Grief, and joy, both come in waves.  Sometimes nonstop waves, sometimes intermittent waves. Sometimes big crashing waves.  Sometimes barely a ripple. It surprises me because there is little or no pattern.  With grief, it hits when it wishes.  I've been learning about the grief waves for almost a year now.  I am no expert, nor will I ever be.  I know at first tears were a daily visitor, sometimes several times a day. Then after a time they visited less frequently.  Certain days of the month were sure to bring them, and then suddenly they didn't.  Now I'm back to the daily waves.  Am I any closer to understanding....no.

Intellectually I get that many of those who chose suicide are in unbearable pain. Emotionally, I wish, and will always wish, there was some other outcome possible.  I can't fathom how bad it must have been, because I've never been in that position.  I do know, that with his death, his release, our pain began. 

You don't get over this loss. You do find your way through. Through the second guessing, through the wondering, through the multitude of questions with no answers.  You get through by the grace of God and the support of those who reach out to steady you. Often they don't know what to say, how to say it or when to say it. So it's isolating for those grieving and those wanting to offer solace.

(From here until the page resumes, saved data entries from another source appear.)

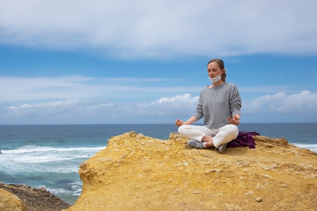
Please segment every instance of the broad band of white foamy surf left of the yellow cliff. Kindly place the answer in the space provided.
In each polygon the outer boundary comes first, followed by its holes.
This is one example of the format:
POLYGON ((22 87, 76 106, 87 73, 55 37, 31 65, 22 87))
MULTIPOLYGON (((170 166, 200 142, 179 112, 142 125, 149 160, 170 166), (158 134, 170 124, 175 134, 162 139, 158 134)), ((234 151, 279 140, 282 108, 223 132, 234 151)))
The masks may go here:
POLYGON ((38 147, 24 146, 14 150, 2 150, 0 170, 7 174, 19 172, 74 173, 81 162, 104 147, 38 147))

I get that where there is a loss to suicide, there is plenty of talk about it, just not to those who experienced it. I will always be that person who's husband....shhhhh, they can talk about it, just not to me.  I used to be that person too. By grief I've been blessed with a greater knowledge about compassion. About extending grace, about finding the hard words, about reaching out when needed. 

It is as simple as, I know you are struggling. I'm here for you.  Open that door to understanding and the rest will follow.  So we ride the waves, and trust that in time waves of joy will return and the waves of grief will recede.  Until then we grow.